The Kaiser Family Foundation recently found that the average American child consumes almost 11 hours of media per day, fitting that into about 7.5 hours of actual screen time thanks to multitasking. Unless your kid has a couple more hands than mine does, you probably can’t get them to multitask a lot more than they are now, so adding another device into the mix will see that whopping 7.5 hours extend even further to accommodate yet another distraction. In our home, we’ve tried to keep the total amount of screen time more or less constant by turning off the TV whenever we see that both kids have their noses buried in an iPad.

How will I control my kids’ use of this device?
If it were as easy to find a pen in our house as it is to find a computer, I expect our oldest kid would already have written her first novel. At this point it feels like every surface of our house is covered with some kind of computing device: a pile of game controllers on the ottoman, a couple of laptops on the dining room table, iPads on the sofa and iPhones scattered across the coffee table. While it’s reassuring to know I’m never more than 30 seconds away from finding Wikipedia’s answer to the question of whether dogs can eat dogwood trees, the ubiquity of our computing devices also makes it very hard to patrol the kids’ tech time.
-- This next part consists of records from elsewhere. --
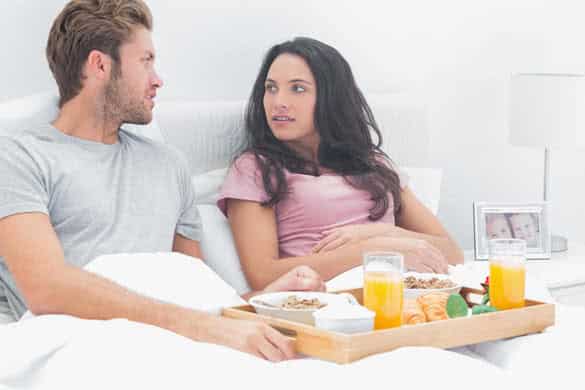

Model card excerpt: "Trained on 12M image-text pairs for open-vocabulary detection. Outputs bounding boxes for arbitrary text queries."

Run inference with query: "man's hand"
[263,265,325,292]
[214,317,296,362]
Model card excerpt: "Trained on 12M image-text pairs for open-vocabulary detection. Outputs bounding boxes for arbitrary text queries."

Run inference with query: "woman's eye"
[293,85,306,92]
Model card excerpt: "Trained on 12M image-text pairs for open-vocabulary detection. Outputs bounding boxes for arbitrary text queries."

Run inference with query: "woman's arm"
[227,199,368,290]
[313,187,463,264]
[227,199,447,290]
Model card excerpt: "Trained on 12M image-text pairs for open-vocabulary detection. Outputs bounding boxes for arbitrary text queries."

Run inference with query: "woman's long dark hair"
[243,37,401,220]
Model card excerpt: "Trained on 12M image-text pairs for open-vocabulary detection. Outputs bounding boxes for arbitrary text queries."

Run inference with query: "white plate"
[248,291,356,325]
[403,272,461,299]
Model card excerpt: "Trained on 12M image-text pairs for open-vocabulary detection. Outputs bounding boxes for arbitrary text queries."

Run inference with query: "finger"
[265,327,297,360]
[321,228,340,236]
[258,340,284,362]
[297,276,323,291]
[313,233,338,253]
[321,237,349,252]
[414,263,434,273]
[426,258,447,274]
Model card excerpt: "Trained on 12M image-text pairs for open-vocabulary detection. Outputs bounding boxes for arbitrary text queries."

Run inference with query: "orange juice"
[489,260,526,310]
[364,271,404,329]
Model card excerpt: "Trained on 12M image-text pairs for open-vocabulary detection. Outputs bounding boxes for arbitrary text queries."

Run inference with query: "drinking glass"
[363,252,404,329]
[488,239,526,310]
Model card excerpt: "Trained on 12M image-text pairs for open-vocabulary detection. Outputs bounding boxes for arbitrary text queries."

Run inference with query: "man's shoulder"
[120,129,184,163]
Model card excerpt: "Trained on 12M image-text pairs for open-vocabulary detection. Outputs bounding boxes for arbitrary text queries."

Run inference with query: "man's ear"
[85,50,113,81]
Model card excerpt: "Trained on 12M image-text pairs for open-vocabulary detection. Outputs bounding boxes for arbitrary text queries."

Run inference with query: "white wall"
[0,0,585,248]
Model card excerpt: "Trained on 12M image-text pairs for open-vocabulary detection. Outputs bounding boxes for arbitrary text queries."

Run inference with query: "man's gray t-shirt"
[0,125,201,318]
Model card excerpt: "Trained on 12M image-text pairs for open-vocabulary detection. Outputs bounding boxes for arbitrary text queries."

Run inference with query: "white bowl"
[313,304,376,333]
[403,272,461,299]
[249,291,357,325]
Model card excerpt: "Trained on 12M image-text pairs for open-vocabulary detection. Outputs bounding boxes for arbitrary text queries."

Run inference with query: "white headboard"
[155,94,429,174]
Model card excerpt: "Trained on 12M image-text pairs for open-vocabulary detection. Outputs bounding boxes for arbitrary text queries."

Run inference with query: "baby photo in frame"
[473,202,551,260]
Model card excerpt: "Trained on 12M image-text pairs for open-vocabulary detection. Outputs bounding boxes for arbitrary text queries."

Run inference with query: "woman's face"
[263,53,319,156]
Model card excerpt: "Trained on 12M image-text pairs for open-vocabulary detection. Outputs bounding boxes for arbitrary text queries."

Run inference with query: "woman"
[218,38,463,289]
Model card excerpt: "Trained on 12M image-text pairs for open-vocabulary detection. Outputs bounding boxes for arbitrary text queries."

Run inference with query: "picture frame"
[473,202,551,260]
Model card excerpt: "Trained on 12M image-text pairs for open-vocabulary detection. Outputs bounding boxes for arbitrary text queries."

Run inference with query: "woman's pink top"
[217,154,408,258]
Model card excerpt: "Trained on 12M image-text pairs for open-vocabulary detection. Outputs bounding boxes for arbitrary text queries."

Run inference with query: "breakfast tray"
[222,287,555,364]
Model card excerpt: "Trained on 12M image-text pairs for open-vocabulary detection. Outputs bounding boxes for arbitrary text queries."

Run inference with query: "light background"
[0,0,585,249]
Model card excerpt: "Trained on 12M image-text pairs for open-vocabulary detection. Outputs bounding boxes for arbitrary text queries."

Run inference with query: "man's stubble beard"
[103,70,152,125]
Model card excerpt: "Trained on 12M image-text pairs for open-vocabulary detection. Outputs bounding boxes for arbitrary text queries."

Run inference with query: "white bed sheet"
[0,315,512,389]
[0,254,585,390]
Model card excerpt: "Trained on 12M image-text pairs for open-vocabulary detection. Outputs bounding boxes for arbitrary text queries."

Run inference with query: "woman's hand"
[263,265,325,292]
[312,223,390,253]
[363,237,449,274]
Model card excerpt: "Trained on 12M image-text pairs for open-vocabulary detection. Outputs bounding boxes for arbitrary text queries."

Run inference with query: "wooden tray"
[222,287,555,364]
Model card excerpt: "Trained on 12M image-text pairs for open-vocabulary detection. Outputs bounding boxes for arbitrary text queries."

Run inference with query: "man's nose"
[152,72,164,88]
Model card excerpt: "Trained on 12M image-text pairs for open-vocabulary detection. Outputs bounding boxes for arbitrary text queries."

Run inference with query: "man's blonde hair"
[46,0,152,107]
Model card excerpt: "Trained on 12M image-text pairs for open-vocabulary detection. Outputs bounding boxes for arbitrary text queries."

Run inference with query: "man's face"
[105,27,162,125]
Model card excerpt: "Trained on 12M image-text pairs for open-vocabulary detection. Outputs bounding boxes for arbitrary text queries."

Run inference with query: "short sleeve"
[170,151,203,241]
[217,153,269,217]
[0,137,49,219]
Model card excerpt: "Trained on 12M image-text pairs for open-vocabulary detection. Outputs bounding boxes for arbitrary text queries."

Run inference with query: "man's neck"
[52,94,121,144]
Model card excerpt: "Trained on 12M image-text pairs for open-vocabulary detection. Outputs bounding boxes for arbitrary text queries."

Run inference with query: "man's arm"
[173,234,205,260]
[0,213,294,361]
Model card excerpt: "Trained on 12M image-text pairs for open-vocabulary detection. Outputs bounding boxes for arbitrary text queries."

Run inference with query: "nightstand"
[465,243,585,306]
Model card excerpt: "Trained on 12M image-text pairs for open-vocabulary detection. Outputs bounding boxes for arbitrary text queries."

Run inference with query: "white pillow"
[401,167,443,215]
[85,252,245,314]
[192,168,228,205]
[0,91,164,142]
[197,204,251,295]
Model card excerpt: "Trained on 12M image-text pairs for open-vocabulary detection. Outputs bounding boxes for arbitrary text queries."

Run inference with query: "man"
[0,0,323,361]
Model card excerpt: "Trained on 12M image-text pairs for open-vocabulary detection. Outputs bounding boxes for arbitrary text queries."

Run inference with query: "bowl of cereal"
[403,272,461,299]
[248,291,357,325]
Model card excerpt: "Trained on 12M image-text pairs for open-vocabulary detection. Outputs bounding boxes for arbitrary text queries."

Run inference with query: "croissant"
[416,292,449,321]
[402,299,427,325]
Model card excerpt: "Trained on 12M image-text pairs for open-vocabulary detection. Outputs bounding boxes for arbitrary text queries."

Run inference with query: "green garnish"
[471,305,498,315]
[447,294,467,318]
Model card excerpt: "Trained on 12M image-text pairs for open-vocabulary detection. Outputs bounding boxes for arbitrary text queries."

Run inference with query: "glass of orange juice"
[363,252,404,329]
[488,238,526,310]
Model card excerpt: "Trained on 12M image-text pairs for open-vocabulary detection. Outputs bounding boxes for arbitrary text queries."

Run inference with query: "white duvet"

Our best ally has been the password protection built into the iPads, iPhones and computers: While it’s a tiny bit inconvenient to enter a password every time we want to use our own machines, it means the kids can’t play with an iPad without first asking us to unlock it. Just don’t let the kids see the password as you’re typing.

How can this device promote more family interaction?
My daughter has only recently started to read, so I was surprised to find her peering over my shoulder as I played a game of Chicktionary, an iPad word-search game that attaches letters to animated chickens. Sure enough, she found some words of her own, and Chicktionary has now turned into an activity we can enjoy together—while working on her language skills. It’s hard for two people to simultaneously play with a single phone, but it’s easy for two kids (or a kid and an adult) to share an iPad. I try to invest in devices and software that encourage the kids to play together, or that provide us with new activities we can do as a family.

How much will we spend on software?
Early in the life of my iPad, our 4-year-old son pressed “buy” on a $10 word-processing app. “I thought about it and thought about it,” he told me. “And then I downloaded it.” Touched as I was by his concern for my text-editing environment, I could foresee feeling a lot less touched if his next executive decision involved the $299 medical database now available from Lexi. You can lock your kids out of the App Store by using the Restrictions option in the iPad’s settings, but that won’t resolve the constant whining for new games. So we’ve followed the advice of Common Sense Media and told our kids that iPad purchases have to come out of their allowance, which they can use to buy iTunes Store gift cards.

Will this distract us from spending time together?
With all the worrying about how much time our kids spend onscreen, it’s easy to overlook our own screen obsession. One of the things I love about the iPad is that, unlike a laptop screen, it doesn’t put a physical barrier between me and the kids if I’m surfing the web while they’re watching TV next to me on the sofa. But precisely because it’s so unobtrusive, it’s easy for the iPad to add to my current level of distraction as a parent: If I can snuggle up beside my son while catching up on Facebook, I can pretend I’m parenting rather than geeking out. But I have heard about some parents who actually pay attention to the kids sitting next to them, possibly even interacting without the presence of a TV, computer or gaming device. Who are these parents, you ask? I’m not sure. But I bet you don’t meet them at 5 a.m. in line outside the Apple Store.